Here is a query to show full tabular data for the last 30mins:

    customEvents 
    | where timestamp > ago(30m) 
    | order by timestamp desc 

To see what will be logged and for debugging output set --debug=true and the watchdog will output the events as json into the console. For example you would see:

Run command: ./traefik-appinsights-watchdog --appinsightskey=YourKeyHere

 {
 "Debug": false,
 "InstanceID": "Lawrences-Machine",
 "AppInsightsKey": "YourKeyHere",
 "TraefikBackendName": "fabric:/TraefikType/Watchdog",
 "WatchdogTestServerPort": 40001,
 "WatchdogTraefikURL": "http://localhost:80/TraefikType/Watchdog",
 "TraefikHealthEndpoint": "http://localhost:8080/health",
 "PollIntervalSec": 120
}
{
 "Source": "HealthCheck",
 "SourceTime": "2017-12-04T11:25:39.429175Z",
 "RequestDuration": 5539198,
 "IsSuccess": true,
 "ErrorDetails": "",
 "Data": {
  "average_response_time": "0s",
  "average_response_time_sec": 0,
  "count": 0,
  "pid": 10311,
  "recent_errors": [],
  "status_code_count": {},
  "time": "2017-12-04 11:25:39.433441 +0000 GMT m=+22.454186706",
  "total_count": 0,
  "total_response_time": "0s",
  "total_response_time_sec": 0,
  "total_status_code_count": {},
  "unixtime": 1512386739,
  "uptime": "22.291921753s",
  "uptime_sec": 22.291921753
 }
}
{
 "Source": "RoutingCheck",
 "SourceTime": "2017-12-04T11:25:39.430495Z",
 "RequestDuration": 1306232,
 "IsSuccess": false,
 "ErrorDetails": "Get http://localhost:80/TraefikType/Watchdog: dial tcp [::1]:80: getsockopt: connection refused",
 "Data": {}
}

Note: The events logged to stdout may differ to the actual events you see in Application Insights due to some post processing.

Basic Auth in Traefik

If Traefik's API endpoint (including /health) is protected with Basic Authentication, watchdog's health-check calls will fail by default (will receive 401, naturally). Hence, 2 new optional parameters were added through which one could pass the required credentials (apiendpointusername and apiendpointpassword).

Why was it built?

It was primarily designed to run inside Service Fabric to support the use of Traefik on Service Fabric. Having the watchdog reporting stats from an independent service allows it to log when Traefik is not responding or has crashed. This is preferable to a gap in reporting, which would signal a failure if the stats were reported by the Traefik service in process.

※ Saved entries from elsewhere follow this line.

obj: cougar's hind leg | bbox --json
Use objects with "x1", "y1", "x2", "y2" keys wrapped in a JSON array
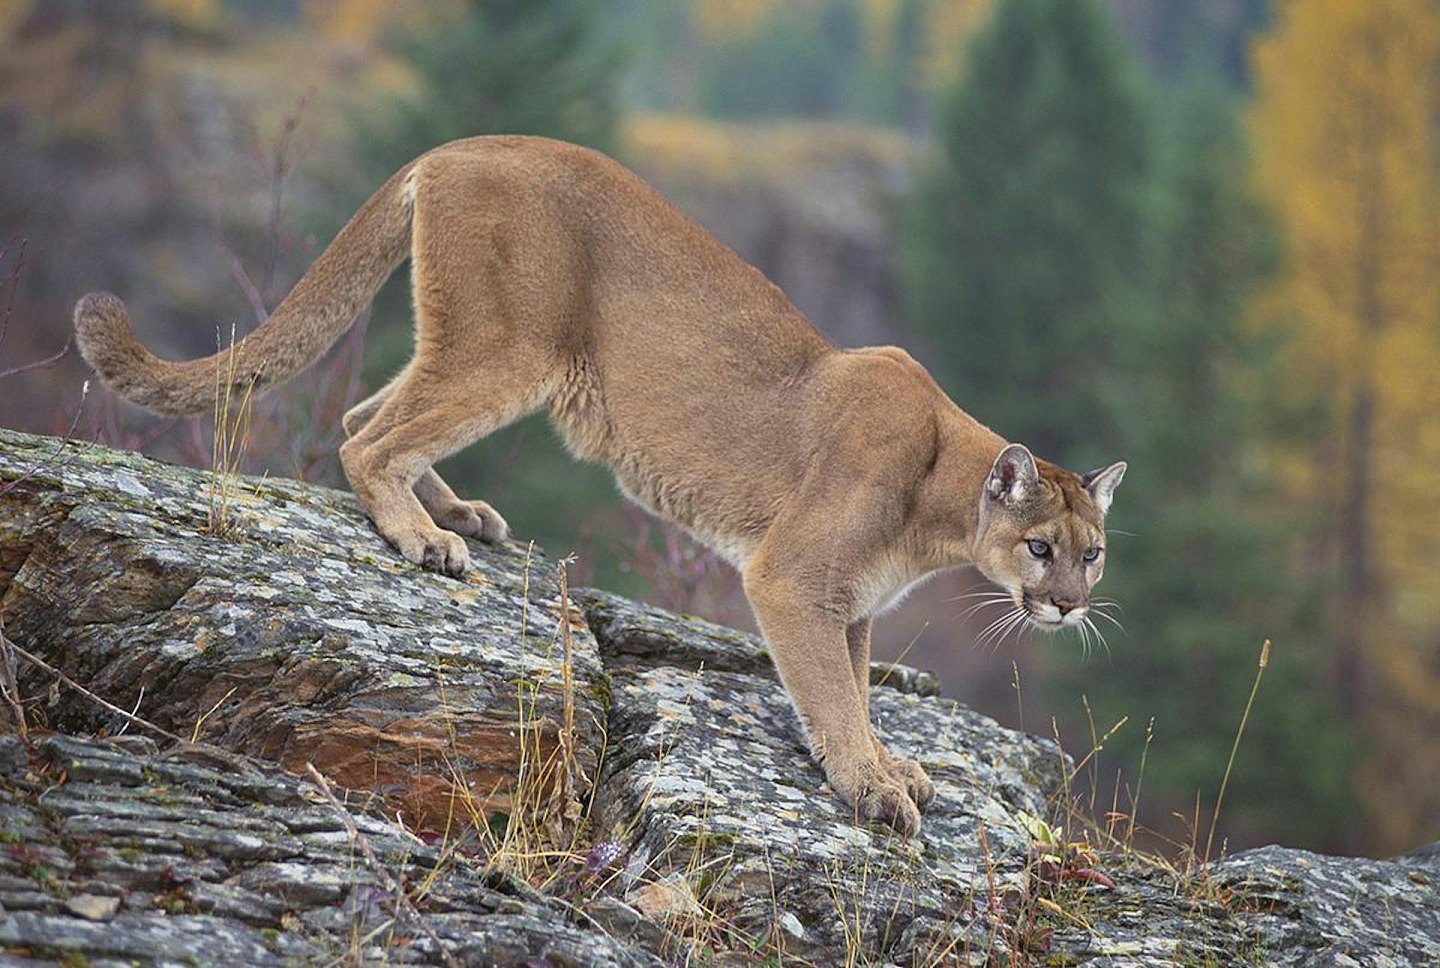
[
  {"x1": 339, "y1": 353, "x2": 549, "y2": 576},
  {"x1": 343, "y1": 371, "x2": 510, "y2": 543},
  {"x1": 412, "y1": 470, "x2": 511, "y2": 542}
]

However, it can be run independently inside other orchestrator's such a Kubernetes. Please Note Use outside of Service Fabric will require some additional testing and adjustment of the default values to ensure expected behavior.

What is it's status?

Currently under development.

This project is a simple watchdog service provided 'as is' and we currently have no plans to expands it's feature set.

We would welcome contributions. If you identify issues please log them and, if possible, develop a fix in as a PR.

Building

Run build.sh this has a dependency on docker.

The build with run a set of checks, execute tests and then output. Once completed you can use docker run --rm traefik-appinsights-watchdog:latest --appinsightskey=XXXXXXXXX --debug to test your build.